According to Statistics New Zealand, spending in constant prices, reflecting volume, declined to NZ$5.2 billion in the three months ending in June.

This is the lowest level since the same period in 2020, when the country was under lockdown during the pandemic.

Economists generally predict that the economy contracted in Q2 due to high interest rates dampening spending and investment, Bloomberg reports.

The Reserve Bank, which began an easing cycle last month, also expects that economic activity shrank in the third quarter, potentially leading to the country’s third recession in under two years.

Thursday’s report revealed that residential construction in New Zealand fell for the seventh consecutive quarter, decreasing by 0.7% compared to the first three months of the year.

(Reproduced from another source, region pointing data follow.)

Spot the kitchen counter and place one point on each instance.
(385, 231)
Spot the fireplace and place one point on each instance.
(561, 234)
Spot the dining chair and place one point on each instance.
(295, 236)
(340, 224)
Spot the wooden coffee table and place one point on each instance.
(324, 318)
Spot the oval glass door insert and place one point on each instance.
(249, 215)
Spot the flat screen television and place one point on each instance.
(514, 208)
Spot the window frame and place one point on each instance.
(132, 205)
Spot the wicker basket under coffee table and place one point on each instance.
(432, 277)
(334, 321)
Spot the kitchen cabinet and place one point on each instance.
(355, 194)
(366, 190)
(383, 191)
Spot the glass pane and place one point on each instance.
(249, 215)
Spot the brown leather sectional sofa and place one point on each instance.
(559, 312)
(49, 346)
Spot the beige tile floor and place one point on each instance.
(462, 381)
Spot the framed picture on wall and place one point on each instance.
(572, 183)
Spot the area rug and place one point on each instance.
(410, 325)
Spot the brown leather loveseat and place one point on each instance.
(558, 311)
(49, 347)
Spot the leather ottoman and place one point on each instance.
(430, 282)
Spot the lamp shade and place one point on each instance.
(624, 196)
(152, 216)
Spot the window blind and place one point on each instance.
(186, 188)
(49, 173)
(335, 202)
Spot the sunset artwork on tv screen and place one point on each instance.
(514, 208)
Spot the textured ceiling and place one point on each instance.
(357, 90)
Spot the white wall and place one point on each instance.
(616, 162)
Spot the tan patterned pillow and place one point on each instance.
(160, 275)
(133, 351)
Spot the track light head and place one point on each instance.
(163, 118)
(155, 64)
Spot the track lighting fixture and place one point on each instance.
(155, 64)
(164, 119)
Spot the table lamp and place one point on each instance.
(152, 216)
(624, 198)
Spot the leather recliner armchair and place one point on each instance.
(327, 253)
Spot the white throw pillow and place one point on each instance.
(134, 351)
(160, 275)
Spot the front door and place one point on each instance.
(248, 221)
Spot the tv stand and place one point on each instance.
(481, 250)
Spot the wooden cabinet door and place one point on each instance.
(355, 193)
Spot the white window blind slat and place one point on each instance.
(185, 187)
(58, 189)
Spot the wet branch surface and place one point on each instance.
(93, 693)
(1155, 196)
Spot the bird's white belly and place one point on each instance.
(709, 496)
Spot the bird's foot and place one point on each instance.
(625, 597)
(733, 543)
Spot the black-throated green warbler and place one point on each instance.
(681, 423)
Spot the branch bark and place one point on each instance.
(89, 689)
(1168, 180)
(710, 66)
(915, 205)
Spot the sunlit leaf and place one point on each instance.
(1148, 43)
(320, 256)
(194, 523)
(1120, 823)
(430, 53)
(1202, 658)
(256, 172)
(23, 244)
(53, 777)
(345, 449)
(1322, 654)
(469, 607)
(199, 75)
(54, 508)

Overall building activity, including non-residential projects, dropped by 0.2%. 

The statistics agency is set to release second-quarter GDP data on 19th September. Recent reports have also indicated declines in exports and retail sales, which bolster expectations of an economic contraction.

Furthermore, construction activity has been hit hard by rising costs for both materials and financing, leading to a slowdown as buyers and developers step back.  Home-building approvals in the 12 months through July were down 22% compared to the previous year.  

In addition, industry sentiment remains weak. Fletcher Building, New Zealand's largest supplier of wallboard, timber, and other construction materials, reported last month that its materials and distribution business is under pressure, with volumes expected to decline by at least an additional 10% in the year through June 2025.